The SEC Will Regulate Climate

Also banker fees, search funds, nickel and Amalgamated/Amalgamated.

Yesterday the U.S. Securities and Exchange Commission proposed a new set of rules requiring public companies to make “certain climate-related disclosures” in their public reports. Here is the 510-page proposal. There is a lot. But then, why wouldn’t there be? The SEC has had 88 years to create and refine a system of rules regulating how companies disclose their financial performance. Now it is building a parallel system regulating how companies disclose their environmental performance. Of course that is complicated.

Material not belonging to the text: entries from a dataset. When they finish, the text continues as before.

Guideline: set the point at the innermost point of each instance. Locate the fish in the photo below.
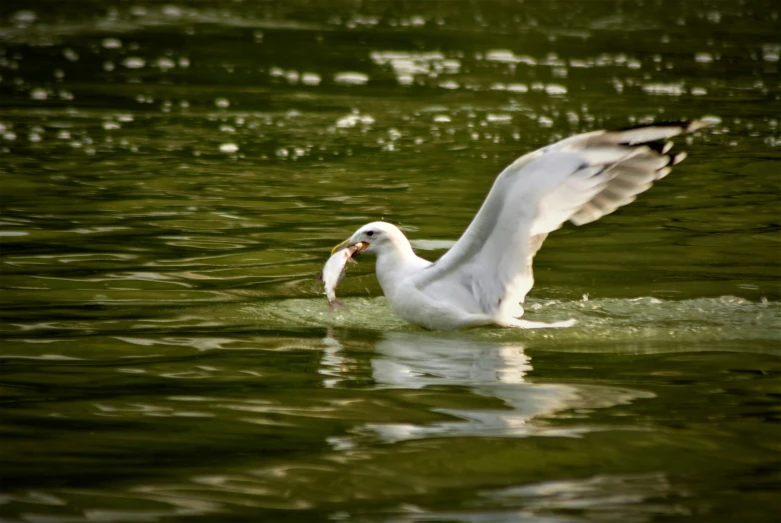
(334, 269)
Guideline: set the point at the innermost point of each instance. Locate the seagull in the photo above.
(484, 278)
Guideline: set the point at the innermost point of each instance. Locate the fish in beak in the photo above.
(349, 244)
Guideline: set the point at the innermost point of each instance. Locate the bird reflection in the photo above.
(415, 360)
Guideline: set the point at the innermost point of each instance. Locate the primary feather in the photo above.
(485, 276)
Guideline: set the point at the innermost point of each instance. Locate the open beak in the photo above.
(359, 246)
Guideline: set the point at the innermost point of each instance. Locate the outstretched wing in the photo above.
(579, 179)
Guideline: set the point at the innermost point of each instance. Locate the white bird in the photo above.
(483, 279)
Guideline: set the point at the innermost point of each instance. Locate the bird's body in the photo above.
(484, 278)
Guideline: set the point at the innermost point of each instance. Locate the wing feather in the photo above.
(579, 179)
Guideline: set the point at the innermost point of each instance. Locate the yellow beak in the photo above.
(346, 243)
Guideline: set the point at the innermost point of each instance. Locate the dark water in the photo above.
(174, 176)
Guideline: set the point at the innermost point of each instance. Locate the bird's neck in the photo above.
(396, 263)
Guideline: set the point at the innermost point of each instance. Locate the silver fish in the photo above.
(334, 268)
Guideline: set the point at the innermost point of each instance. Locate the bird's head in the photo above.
(376, 236)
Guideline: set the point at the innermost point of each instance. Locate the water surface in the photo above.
(174, 176)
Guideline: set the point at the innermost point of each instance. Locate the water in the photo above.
(174, 176)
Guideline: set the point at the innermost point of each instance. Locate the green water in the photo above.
(174, 176)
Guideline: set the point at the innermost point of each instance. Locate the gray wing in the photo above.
(579, 179)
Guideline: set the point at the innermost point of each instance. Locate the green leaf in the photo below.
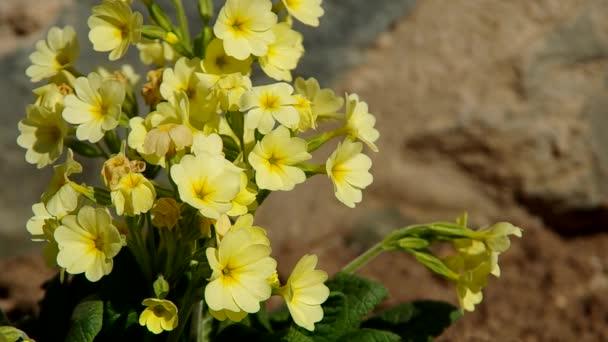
(3, 319)
(370, 335)
(362, 294)
(416, 321)
(231, 147)
(352, 298)
(86, 321)
(434, 264)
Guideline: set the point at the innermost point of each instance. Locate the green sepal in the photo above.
(113, 141)
(84, 149)
(160, 18)
(154, 32)
(231, 147)
(86, 321)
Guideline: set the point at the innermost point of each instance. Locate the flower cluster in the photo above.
(182, 179)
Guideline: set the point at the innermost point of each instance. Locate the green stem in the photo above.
(364, 258)
(183, 21)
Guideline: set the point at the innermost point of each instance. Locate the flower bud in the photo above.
(165, 213)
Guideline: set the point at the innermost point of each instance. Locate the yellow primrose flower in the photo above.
(42, 134)
(226, 90)
(274, 159)
(360, 123)
(324, 102)
(240, 269)
(114, 26)
(210, 145)
(265, 104)
(88, 242)
(156, 52)
(283, 54)
(166, 213)
(306, 11)
(257, 235)
(348, 169)
(304, 108)
(60, 198)
(209, 184)
(305, 291)
(95, 108)
(160, 315)
(58, 52)
(133, 195)
(139, 128)
(217, 62)
(245, 27)
(222, 315)
(473, 264)
(167, 139)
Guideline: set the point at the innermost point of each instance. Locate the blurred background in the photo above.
(498, 108)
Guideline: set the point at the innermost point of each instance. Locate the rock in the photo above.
(496, 108)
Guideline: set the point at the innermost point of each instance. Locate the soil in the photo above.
(552, 287)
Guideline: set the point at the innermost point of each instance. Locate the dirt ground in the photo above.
(553, 287)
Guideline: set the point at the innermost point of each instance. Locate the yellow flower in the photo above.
(58, 52)
(257, 235)
(209, 184)
(95, 108)
(87, 243)
(306, 11)
(348, 169)
(267, 104)
(305, 291)
(42, 134)
(160, 315)
(283, 54)
(167, 139)
(274, 159)
(324, 102)
(114, 26)
(245, 27)
(133, 195)
(156, 52)
(60, 198)
(473, 264)
(166, 213)
(217, 62)
(304, 108)
(360, 123)
(243, 199)
(240, 269)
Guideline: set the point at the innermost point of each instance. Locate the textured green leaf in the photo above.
(416, 321)
(370, 335)
(352, 298)
(86, 321)
(362, 294)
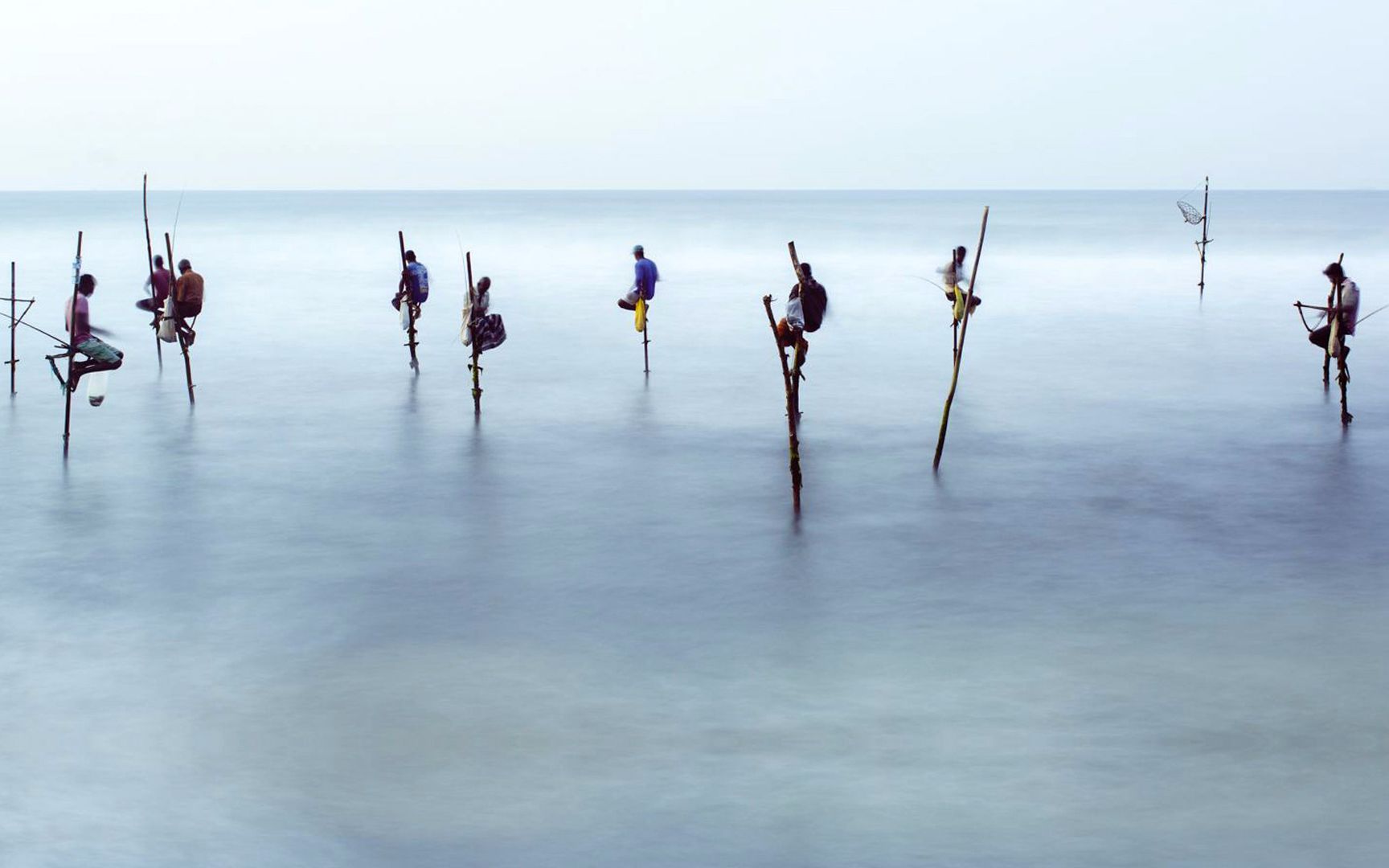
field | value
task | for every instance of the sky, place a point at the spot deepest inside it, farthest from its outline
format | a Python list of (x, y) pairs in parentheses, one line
[(698, 95)]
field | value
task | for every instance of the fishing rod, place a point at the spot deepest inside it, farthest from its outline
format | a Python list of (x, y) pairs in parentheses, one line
[(20, 321)]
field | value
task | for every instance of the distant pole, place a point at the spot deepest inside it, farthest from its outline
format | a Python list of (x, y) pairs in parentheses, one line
[(149, 255), (408, 299), (965, 330), (795, 367), (473, 338), (1331, 301), (72, 349), (182, 343), (1206, 210), (14, 324), (793, 444)]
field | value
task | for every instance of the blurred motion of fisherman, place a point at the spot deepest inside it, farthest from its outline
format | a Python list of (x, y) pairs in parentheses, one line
[(805, 313), (643, 286), (414, 285), (1341, 317), (956, 284)]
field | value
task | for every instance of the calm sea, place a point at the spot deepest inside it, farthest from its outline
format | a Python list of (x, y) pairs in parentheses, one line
[(328, 618)]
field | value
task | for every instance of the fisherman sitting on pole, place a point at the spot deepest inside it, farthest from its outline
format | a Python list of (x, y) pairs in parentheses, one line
[(100, 354), (956, 284), (645, 284), (1341, 317)]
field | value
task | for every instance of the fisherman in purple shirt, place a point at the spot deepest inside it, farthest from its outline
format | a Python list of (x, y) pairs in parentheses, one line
[(645, 284)]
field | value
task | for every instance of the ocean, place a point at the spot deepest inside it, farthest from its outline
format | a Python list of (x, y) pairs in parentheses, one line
[(326, 617)]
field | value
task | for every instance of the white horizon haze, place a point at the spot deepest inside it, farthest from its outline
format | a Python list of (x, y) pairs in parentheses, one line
[(536, 96)]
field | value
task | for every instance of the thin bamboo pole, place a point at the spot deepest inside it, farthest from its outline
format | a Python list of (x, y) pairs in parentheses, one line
[(1206, 210), (965, 330), (14, 326), (149, 256), (795, 368), (408, 299), (1331, 299), (793, 444), (473, 338), (72, 349), (182, 342)]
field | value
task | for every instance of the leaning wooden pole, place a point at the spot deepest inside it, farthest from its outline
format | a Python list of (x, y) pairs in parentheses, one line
[(473, 338), (149, 256), (182, 342), (408, 299), (14, 326), (965, 330), (72, 349), (795, 368), (1206, 210), (1331, 301), (793, 444)]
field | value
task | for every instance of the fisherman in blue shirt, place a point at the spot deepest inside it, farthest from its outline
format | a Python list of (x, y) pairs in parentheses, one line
[(645, 282), (414, 280)]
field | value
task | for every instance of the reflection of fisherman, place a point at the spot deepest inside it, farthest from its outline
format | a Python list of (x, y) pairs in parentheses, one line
[(643, 285), (482, 326), (956, 284), (100, 356), (1341, 317), (414, 280)]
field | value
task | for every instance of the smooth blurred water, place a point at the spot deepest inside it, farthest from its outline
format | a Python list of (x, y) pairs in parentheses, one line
[(328, 618)]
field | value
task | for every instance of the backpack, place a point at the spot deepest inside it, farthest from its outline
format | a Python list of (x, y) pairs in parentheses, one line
[(813, 301)]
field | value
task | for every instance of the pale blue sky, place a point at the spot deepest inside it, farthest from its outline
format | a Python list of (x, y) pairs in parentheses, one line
[(877, 93)]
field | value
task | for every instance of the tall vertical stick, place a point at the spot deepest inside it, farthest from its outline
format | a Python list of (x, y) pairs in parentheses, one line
[(72, 349), (965, 330), (793, 444), (1331, 301), (408, 299), (14, 324), (1206, 210), (149, 256), (795, 367), (473, 338), (182, 342)]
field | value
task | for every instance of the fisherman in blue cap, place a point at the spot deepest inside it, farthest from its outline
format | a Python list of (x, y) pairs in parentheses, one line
[(645, 284)]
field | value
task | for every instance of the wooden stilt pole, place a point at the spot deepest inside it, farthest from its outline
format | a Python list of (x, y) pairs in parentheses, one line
[(965, 330), (408, 299), (1331, 301), (182, 342), (801, 339), (14, 326), (72, 349), (793, 444), (1206, 210), (473, 338), (149, 256)]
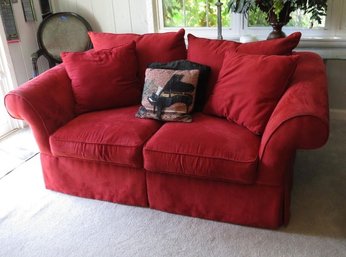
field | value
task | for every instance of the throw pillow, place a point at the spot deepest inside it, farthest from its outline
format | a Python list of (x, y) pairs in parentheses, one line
[(249, 87), (103, 79), (151, 47), (187, 65), (168, 94), (211, 51)]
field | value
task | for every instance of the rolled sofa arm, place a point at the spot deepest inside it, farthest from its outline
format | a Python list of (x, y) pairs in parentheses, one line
[(45, 103), (299, 121)]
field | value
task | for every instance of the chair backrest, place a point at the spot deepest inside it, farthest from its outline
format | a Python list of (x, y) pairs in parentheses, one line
[(61, 32), (64, 31)]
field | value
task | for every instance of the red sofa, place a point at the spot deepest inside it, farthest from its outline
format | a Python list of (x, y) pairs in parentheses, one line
[(210, 168)]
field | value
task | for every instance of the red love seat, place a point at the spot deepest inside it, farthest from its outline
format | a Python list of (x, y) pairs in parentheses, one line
[(211, 168)]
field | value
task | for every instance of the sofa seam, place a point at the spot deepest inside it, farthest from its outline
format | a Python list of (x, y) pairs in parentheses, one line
[(205, 157)]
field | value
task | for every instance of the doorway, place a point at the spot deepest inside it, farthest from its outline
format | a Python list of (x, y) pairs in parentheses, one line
[(7, 83)]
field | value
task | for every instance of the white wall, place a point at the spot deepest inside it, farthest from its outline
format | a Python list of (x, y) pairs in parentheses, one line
[(119, 16), (122, 16), (21, 51)]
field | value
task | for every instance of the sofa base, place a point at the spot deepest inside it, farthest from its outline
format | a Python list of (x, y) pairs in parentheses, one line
[(96, 180), (251, 205)]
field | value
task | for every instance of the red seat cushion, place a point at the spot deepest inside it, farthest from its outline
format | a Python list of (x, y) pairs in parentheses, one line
[(150, 47), (113, 136), (208, 147)]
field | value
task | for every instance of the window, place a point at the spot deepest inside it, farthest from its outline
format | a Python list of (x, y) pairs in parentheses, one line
[(199, 16), (192, 13), (299, 19)]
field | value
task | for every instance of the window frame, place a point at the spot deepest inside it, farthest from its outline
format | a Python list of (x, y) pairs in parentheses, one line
[(335, 28)]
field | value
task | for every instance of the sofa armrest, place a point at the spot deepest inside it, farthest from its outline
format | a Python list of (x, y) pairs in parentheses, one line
[(299, 121), (45, 103)]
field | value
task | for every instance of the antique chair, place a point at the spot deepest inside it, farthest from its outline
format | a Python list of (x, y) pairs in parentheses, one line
[(60, 32)]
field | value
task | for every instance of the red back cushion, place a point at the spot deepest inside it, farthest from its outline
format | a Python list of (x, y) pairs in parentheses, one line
[(152, 47), (103, 79), (249, 87), (211, 52)]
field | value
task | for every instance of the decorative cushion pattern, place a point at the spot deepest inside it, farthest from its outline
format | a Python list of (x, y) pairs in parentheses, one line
[(187, 65), (151, 47), (211, 52), (168, 94), (103, 79), (249, 87)]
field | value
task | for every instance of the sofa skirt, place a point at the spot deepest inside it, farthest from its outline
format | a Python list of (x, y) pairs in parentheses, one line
[(251, 205), (95, 180)]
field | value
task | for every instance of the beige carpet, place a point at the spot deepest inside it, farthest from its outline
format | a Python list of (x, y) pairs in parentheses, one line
[(15, 149), (37, 222)]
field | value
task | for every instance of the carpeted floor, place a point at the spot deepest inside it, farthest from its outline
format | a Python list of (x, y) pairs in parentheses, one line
[(37, 222), (15, 149)]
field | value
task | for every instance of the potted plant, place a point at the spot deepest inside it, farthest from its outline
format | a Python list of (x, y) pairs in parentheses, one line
[(278, 11)]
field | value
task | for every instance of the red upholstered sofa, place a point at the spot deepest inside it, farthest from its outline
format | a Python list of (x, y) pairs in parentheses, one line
[(211, 168)]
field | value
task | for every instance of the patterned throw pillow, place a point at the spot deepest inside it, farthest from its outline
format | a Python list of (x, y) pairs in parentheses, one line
[(202, 79), (168, 95)]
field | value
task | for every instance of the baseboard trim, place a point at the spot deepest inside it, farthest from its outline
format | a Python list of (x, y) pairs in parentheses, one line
[(337, 114)]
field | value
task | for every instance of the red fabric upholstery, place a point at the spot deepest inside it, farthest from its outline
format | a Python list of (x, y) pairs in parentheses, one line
[(113, 136), (208, 147), (253, 205), (280, 46), (299, 121), (246, 96), (211, 168), (45, 103), (104, 79), (154, 47), (214, 50), (95, 179)]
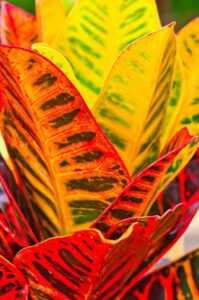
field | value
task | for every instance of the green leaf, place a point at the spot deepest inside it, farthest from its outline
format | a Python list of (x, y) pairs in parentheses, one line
[(70, 171), (94, 33)]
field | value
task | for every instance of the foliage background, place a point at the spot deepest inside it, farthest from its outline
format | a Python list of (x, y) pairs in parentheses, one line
[(180, 11)]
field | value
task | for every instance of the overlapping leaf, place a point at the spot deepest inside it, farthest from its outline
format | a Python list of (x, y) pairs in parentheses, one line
[(175, 102), (68, 267), (178, 280), (188, 113), (69, 170), (13, 285), (45, 12), (18, 197), (15, 232), (95, 32), (184, 188), (59, 60), (133, 102), (18, 27), (136, 198)]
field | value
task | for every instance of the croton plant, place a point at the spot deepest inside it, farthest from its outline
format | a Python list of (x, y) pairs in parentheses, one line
[(95, 100)]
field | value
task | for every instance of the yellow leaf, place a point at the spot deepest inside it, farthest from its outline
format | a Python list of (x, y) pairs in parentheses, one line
[(95, 32), (175, 102), (51, 16), (69, 170), (188, 113), (133, 101), (59, 60)]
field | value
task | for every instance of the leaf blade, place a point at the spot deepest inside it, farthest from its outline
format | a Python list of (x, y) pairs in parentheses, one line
[(46, 119), (92, 56), (12, 283), (18, 27), (138, 197), (124, 257), (133, 102), (175, 280)]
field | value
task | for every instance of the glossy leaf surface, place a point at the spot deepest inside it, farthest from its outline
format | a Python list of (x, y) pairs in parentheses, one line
[(87, 266), (178, 280), (133, 102), (18, 27), (95, 32), (12, 283), (15, 232), (136, 199), (175, 101), (45, 12), (59, 60), (18, 195), (184, 188), (69, 169), (188, 114)]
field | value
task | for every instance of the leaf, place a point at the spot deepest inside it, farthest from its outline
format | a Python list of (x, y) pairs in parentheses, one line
[(95, 32), (87, 266), (178, 280), (184, 188), (133, 102), (188, 48), (46, 16), (15, 232), (175, 101), (70, 171), (68, 5), (12, 283), (18, 27), (136, 199), (19, 198), (58, 59)]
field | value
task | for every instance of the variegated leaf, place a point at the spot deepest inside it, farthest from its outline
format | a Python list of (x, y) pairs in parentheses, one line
[(13, 285), (95, 32), (184, 188), (18, 27), (133, 102), (15, 232), (70, 171), (175, 101), (178, 280), (59, 60), (49, 13), (18, 197), (188, 115), (137, 198), (68, 5), (88, 266)]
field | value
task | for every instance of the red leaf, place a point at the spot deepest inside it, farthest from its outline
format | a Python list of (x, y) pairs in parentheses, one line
[(184, 188), (18, 27), (135, 199), (18, 196), (69, 170), (85, 265), (12, 283), (178, 280), (15, 232)]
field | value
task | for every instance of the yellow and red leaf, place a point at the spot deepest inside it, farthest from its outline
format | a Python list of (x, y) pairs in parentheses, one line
[(94, 33), (137, 198), (70, 171), (15, 232), (18, 27), (178, 280), (134, 99), (13, 285), (85, 265)]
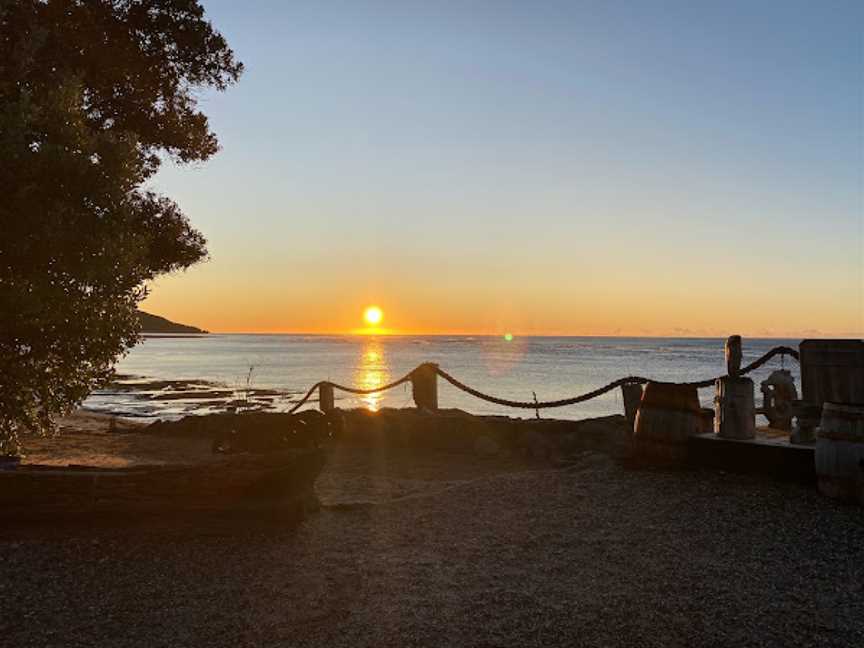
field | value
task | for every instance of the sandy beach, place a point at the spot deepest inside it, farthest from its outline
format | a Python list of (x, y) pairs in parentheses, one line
[(435, 548)]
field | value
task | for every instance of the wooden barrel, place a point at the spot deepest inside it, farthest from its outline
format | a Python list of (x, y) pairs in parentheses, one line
[(840, 451), (668, 415)]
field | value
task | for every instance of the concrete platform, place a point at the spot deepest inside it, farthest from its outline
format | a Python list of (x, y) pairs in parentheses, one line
[(771, 456)]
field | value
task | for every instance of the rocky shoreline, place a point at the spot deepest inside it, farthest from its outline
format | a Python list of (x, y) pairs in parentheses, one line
[(424, 546)]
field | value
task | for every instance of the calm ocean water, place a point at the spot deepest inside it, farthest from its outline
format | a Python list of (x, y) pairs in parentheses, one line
[(167, 377), (170, 376)]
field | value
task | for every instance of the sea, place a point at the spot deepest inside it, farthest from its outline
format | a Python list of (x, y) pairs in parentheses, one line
[(168, 377)]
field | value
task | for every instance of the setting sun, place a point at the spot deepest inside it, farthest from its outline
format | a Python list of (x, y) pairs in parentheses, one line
[(373, 316)]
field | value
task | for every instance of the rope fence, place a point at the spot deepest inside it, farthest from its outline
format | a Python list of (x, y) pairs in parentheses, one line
[(537, 405)]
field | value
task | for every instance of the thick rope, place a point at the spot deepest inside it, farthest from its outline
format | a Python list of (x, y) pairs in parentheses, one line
[(365, 392), (630, 380), (303, 400)]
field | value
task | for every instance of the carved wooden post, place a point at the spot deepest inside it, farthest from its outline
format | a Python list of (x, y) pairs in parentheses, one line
[(631, 393), (733, 355), (326, 400), (734, 408), (424, 381)]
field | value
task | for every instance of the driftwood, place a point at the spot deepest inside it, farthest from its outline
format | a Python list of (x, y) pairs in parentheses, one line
[(274, 484)]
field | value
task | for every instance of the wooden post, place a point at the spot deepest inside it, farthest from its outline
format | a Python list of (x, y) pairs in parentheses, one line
[(631, 393), (326, 400), (424, 382), (735, 409), (733, 355)]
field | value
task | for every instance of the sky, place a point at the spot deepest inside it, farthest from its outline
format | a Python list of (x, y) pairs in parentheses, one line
[(539, 168)]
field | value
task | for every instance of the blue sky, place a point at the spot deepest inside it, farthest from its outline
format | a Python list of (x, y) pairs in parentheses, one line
[(544, 167)]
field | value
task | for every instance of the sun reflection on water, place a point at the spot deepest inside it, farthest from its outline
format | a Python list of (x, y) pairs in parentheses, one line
[(372, 372)]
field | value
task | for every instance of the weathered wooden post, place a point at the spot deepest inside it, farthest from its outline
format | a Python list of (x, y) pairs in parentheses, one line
[(326, 400), (631, 393), (424, 382), (734, 405)]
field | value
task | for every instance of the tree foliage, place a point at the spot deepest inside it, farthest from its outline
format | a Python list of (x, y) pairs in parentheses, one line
[(94, 94)]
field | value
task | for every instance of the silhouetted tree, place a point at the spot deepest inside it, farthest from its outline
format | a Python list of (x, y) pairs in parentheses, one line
[(93, 93)]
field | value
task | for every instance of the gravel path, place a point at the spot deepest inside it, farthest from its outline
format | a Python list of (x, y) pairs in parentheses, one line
[(592, 555)]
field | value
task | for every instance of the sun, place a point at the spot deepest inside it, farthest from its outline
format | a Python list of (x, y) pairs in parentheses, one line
[(373, 315)]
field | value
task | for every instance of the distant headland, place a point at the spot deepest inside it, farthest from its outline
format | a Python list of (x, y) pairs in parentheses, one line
[(156, 324)]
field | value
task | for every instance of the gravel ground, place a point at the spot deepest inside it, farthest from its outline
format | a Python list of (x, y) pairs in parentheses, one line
[(454, 551)]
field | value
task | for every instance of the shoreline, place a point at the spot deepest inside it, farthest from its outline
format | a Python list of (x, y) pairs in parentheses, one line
[(424, 547)]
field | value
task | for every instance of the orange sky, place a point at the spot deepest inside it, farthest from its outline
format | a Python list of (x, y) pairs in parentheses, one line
[(594, 169)]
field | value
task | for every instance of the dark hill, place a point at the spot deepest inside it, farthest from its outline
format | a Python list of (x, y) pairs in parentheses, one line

The rules will require companies to describe what climate-related risks they face and how they manage those risks. If a company has a “transition plan” to adapt to a warming world, or if it “uses scenario analysis to assess the resilience of its business strategy to climate-related risks,” or if it “uses an internal carbon price” to budget for emissions, it will have to describe how it uses those tools. Companies that use carbon offsets will have to disclose and quantify that. There will be disclosures in companies’ financial statements describing how the financials are affected by climate risks. These rules reference the recommendations of the Task Force on Climate-Related Financial Disclosures; “Michael Bloomberg, founder and majority owner of the parent company of Bloomberg News, is chairman of” the TCFD.